NAME

GraphViz2::Marpa::PathUtils - Provide various analyses of Graphviz dot files

SYNOPSIS

All scripts and input and output files listed here are shipped with the distro.

Finding clusters

Either pass parameters in to new():

GraphViz2::Marpa::PathUtils -> new
(
    input_file      => 'data/clusters.in.09.gv',
    output_file     => 'out/clusters.out.09', # Actually a prefix. See FAQ.
    report_clusters => 1,
) -> find_clusters;

Or call methods to set parameters:

my($parser) = GraphViz2::Marpa::PathUtils -> new;

$parser -> input_file('data/clusters.in.09.gv');
$parser -> output_file('out/clusters.out.09'); # Actually a prefix. See FAQ.
$parser -> report_clusters(1);

And then:

$parser -> find_clusters;

Command line usage:

shell> perl scripts/find.clusters.pl -h

Or see scripts/find.clusters.sh, which hard-codes my test data values.

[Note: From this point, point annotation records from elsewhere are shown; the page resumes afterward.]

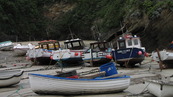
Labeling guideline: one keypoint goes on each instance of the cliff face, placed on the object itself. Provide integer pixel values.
(155, 32)
(149, 19)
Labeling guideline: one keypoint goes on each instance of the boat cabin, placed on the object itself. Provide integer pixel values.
(128, 41)
(74, 44)
(100, 46)
(49, 44)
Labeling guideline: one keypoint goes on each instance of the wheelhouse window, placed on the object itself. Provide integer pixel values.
(45, 47)
(129, 42)
(76, 44)
(136, 42)
(122, 44)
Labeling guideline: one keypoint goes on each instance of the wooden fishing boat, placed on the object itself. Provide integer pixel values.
(67, 56)
(21, 50)
(71, 54)
(41, 55)
(166, 56)
(49, 84)
(10, 77)
(160, 88)
(99, 53)
(6, 46)
(129, 51)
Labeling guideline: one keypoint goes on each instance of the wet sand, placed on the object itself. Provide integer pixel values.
(140, 73)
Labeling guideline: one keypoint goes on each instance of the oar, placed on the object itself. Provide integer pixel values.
(120, 74)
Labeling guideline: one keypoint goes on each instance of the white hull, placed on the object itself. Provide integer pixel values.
(20, 50)
(35, 53)
(164, 55)
(160, 89)
(66, 55)
(95, 56)
(58, 85)
(8, 78)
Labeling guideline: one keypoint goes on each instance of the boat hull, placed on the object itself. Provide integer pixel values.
(9, 78)
(96, 58)
(46, 84)
(128, 56)
(20, 52)
(159, 89)
(166, 57)
(40, 56)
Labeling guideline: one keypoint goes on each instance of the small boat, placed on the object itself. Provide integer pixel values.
(160, 88)
(99, 53)
(166, 56)
(49, 84)
(71, 54)
(67, 56)
(41, 55)
(6, 46)
(129, 51)
(10, 77)
(21, 50)
(75, 44)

Finding fixed length paths

Either pass parameters in to new():

GraphViz2::Marpa::PathUtils -> new
(
    allow_cycles => 0,
    input_file   => 'data/fixed.length.paths.in.01.gv',
    output_file  => 'out/fixed.length.paths.out.01.gv',
    path_length  => 3,
    report_paths => 1,
    start_node   => 'Act_1',
) -> find_fixed_length_paths;

Or call methods to set parameters;

my($parser) = GraphViz2::Marpa::PathUtils -> new;

$parser -> allow_cycles(0);
$parser -> input_file('data/fixed.length.paths.in.01.gv');
$parser -> output_file('out/fixed.length.paths.in.01.gv');
$parser -> path_length(3);
$parser -> report_paths(1);
$parser -> start_node('Act_1');

And then:

$parser -> find_fixed_length_paths;

Command line usage:

shell> perl scripts/find.fixed.length.paths.pl -h

Or see scripts/fixed.length.paths.sh, which hard-codes my test data values.

DESCRIPTION

GraphViz2::Marpa::PathUtils parses Graphviz dot files and processes the output in various ways.

Features:

o Find all groups of nodes, called clusters

Nodes within such groups are connected to each other, but have no links to nodes outside the cluster.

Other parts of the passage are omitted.